Have you contacted a lawyer?

If its a coworker then have your husband served at work.

The 180 is the best way to get past the pain, there are several steps that will help you detach from you husband.

Have you thought about just going dark and surprise him with divorce paper?

Stay on the down low, get all your ducks in a row, then once you have your game plan have him served.

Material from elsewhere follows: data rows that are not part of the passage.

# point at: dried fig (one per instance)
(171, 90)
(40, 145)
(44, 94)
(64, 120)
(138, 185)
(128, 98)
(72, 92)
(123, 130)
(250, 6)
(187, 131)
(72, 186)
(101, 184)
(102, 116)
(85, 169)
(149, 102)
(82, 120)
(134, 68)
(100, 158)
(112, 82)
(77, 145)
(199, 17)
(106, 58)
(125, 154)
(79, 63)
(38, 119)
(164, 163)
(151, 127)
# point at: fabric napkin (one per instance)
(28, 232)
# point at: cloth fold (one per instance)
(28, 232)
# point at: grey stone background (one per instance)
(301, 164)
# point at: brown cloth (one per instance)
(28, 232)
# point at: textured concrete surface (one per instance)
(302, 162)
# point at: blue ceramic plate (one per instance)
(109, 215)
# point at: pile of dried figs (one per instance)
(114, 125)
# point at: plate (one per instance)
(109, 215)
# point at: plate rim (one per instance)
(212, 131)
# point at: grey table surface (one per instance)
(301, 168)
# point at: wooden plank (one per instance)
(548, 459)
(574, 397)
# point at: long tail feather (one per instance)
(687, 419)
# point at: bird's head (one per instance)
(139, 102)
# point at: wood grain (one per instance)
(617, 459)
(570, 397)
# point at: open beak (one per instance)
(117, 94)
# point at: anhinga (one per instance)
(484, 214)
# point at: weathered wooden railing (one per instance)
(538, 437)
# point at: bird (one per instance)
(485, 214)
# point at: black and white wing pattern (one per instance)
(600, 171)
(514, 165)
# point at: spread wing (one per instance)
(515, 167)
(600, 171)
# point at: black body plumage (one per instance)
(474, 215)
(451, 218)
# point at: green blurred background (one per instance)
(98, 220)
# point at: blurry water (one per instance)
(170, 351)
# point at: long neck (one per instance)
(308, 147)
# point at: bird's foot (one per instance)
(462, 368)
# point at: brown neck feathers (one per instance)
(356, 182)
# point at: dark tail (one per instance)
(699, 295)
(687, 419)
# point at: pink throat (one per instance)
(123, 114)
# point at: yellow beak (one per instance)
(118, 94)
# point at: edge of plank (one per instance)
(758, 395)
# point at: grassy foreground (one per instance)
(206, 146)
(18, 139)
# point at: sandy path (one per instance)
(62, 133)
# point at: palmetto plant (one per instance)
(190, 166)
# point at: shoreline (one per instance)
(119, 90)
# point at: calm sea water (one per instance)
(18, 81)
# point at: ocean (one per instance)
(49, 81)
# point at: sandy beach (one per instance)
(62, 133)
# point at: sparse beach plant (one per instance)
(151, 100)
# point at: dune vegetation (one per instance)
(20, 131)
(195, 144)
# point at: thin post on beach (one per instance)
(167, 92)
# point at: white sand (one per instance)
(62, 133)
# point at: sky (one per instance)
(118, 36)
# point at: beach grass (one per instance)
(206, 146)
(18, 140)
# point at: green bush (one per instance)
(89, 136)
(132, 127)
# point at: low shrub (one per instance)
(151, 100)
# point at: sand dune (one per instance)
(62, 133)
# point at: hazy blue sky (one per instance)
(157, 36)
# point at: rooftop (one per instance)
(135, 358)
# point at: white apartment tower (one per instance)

Its time for you to get a few steps ahead of your old man in stead being several step behind!


----------



## the guy (Aug 3, 2010)

For many folks its hard to pull the trigger. many flop back and forth in working on it or leaving. You seem to be head of the game by deciding on this marriage being done...now its time to act.


----------



## commonsenseisn't (Aug 13, 2014)

"Quote" This isnt the first time something like this has come up, but the first time I have been able to get real evidence. Since this (now obviously) has happened before, I am done. "Quote"

I'm very sorry. Since you are done there is a good basic protocol on how to "get it done"

First secure any documentation or evidence about the affair. 

Second, realize this is war. Do not tip your hand to your husband what you know or what you are going to do. Mouth shut, ears and eyes open. The reason is to make it easier for you to cut him off and get a good divorce settlement. 

Next, get a good lawyer and protect your assets and interests. Gather and document anything your lawyer deems useful. Do not threaten divorce or anything like it to your husband. Just quietly move toward the day when it's right to have him served the divorce papers. Lawyer will advise you about separating, etc. 

Next, learn and do the 180. Do not engage or interact with husband any more than necessary. Remember, you are not trying to improve the relationship or nurture the marriage. Many betrayed spouses have a hard time doing this because they want closure, are confused, dazed, etc. If you have kids remain cordial, but aloof. 

Next, see if you can get some counseling from a professional who has experience/training with infidelity. You need to get a head start on how to move on and get healthy again. Beware that there are plenty of idiot marriage counselors who are truly stupid. Hint: look for one who thinks your husband is an inexcusable jerk. 

Finally, the first stage of deliverance arrives when you serve him the divorce papers. It's great to be able to go totally dark on the cheater at this stage, but that is somewhat dependent upon living arraingements as advised by your lawyer. Preferably you can kick him out of your dwelling. 

The serving of divorce papers is also a great time to expose the affair to whoever you think should know. Exposure may or may not work in your favor, usually it does. Again, consult lawyer. Many folks here on TAM have some pretty good insights on these points and you will have to fine tune your path from what I've described. 

I applaud your resolve to be able to say "I'm done". You are making the right decision and I hope you see it through. Good luck.


----------



## Openminded (Feb 21, 2013)

I'm very sorry. I can't add anything beyond what has been already posted. Just know that you WILL get through this. It's tough but just take it a tiny bit at a time. Some days I couldn't see beyond the next 30 minutes. And some days I lived 5 minutes at a time. Your world has been shattered. It takes time to absorb that.


----------



## EleGirl (Dec 3, 2011)

alwayshere,

I'm concerned and checking in on you. How are you doing? What's going on?


----------